HPS will cause more stretch than MH or any light in the area of 6500K.  However you can use them if you do not have any source of blue light.  I will be trying vegging with a few red tubes (3000K) in with the blue (6500K).  I picked up a 2' 12 tube T5 for a great price and had them lamp it with 8 blue tubes and 4 red tubes.


----------



## mrcane (Dec 20, 2014)

What about running a dimmable Ballast and running MH for Veg. or do you prefer the t5s


----------



## Locked (Dec 20, 2014)

HPS will work, not as well as HO T5's which IMO are best for vegging. I think most of us who have used HPS, MH  and HO T5's will give the nod to HO T5's as working the best.


----------



## 000StankDank000 (Dec 20, 2014)

My buddy who grows for the CC around hear swears by using HPS for the whole grow. I can see an improvement from going MH in VEG over HPS. I believe MH in VEG and HPS in Flower or mix both not just one all the time.


----------



## mrcane (Dec 20, 2014)

Just thinking that I might try to go with one good light set up.


----------



## pcduck (Dec 20, 2014)

I prefer t-5's for veg  but a mh also works great.


----------



## blowinthatloud (Dec 20, 2014)

I also like MH for veg.


----------



## Rosebud (Dec 20, 2014)

I switched from MH to T5's and never looked back. I love no ballast and no noise. AND less stretching of the plant.


----------



## 000StankDank000 (Dec 21, 2014)

You use T5 your whole grow Rose bud?


----------



## Dman1234 (Dec 21, 2014)

No she uses T5's to veg only I believe, they are great and in my opinion ideal for veg for many reasons,  but thats not too say MH and even HPS wont veg a plant nicely, HPS would just be the worst of the three.

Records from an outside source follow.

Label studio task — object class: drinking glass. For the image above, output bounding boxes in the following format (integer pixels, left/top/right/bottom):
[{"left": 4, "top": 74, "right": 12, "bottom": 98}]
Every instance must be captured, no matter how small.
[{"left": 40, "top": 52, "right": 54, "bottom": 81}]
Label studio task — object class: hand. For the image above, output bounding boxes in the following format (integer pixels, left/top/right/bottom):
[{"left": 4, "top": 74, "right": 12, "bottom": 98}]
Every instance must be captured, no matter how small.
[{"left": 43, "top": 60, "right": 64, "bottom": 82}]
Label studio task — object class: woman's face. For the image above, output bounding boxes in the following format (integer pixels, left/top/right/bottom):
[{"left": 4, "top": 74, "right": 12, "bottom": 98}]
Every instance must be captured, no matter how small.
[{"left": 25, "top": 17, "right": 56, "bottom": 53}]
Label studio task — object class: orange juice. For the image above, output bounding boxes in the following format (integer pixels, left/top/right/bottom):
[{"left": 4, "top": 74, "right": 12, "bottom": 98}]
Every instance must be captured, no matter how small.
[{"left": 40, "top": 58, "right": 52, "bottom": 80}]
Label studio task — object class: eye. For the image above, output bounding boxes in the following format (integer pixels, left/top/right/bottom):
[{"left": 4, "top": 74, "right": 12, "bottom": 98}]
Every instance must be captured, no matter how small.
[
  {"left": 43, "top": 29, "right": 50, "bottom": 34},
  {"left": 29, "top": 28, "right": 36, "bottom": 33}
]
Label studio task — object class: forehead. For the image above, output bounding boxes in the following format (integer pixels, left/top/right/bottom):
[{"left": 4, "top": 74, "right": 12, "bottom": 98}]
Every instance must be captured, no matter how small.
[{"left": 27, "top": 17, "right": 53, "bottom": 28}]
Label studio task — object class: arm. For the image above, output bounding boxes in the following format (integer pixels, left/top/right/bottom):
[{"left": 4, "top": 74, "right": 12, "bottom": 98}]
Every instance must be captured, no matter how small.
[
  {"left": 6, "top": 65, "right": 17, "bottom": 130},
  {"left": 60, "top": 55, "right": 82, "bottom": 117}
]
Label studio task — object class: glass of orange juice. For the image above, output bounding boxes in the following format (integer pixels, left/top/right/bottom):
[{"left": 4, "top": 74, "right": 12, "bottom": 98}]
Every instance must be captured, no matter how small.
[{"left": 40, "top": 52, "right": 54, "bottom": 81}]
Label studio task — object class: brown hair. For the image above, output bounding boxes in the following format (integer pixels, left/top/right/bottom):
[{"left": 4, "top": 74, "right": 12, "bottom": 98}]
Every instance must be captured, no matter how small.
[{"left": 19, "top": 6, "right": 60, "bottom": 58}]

Dont waste your money on an expensive bulb, buy cheap bulbs and chage them more often, spend your money on a digital ballast so you have both, MH and HPS,  jmo


----------



## 000StankDank000 (Dec 21, 2014)

That's what I have is MH / HPS and digital ballast .

If she uses HPS in flower then she uses a ballast etc. That's why I asked if she uses T5 the whole grow but probaly uses T5 then LED


----------



## gopot (Dec 21, 2014)

ive never even tried to use hps for veg but I can only imagine the stretching that takes place. I think id rather use ordinary flos rather than hps


----------



## Hackerman (Dec 21, 2014)

There were times over the years, when bulbs and grow supplies were hard to come by, when I used MH all the way through and times when I used HPS all the way through.

Never really compared but I can't say I noticed much difference either way. Certainly a difference, just not that much.

I just changed over my 3'x5' veg tent from a 400w MH to an 8 bulb T-5 and I would say the plants are vegging MUCH better under the T-5 than they did the 400w HID MH. It's a different strain so it's not fair to compare but, the main reason I switched was because the coverage of the HID hood in an odd sized (oblong) tent like this was just terrible. The new T-5 goes almost edge to edge and tip to tip of the tent. Really really nice coverage compared to the HID hood. And, the plants look great.

So, I have a 400w HID on the shelf for backup.

Question.... do the T5 bulbs produce more light in the center of the tubes than they do the ends?

Thanks


----------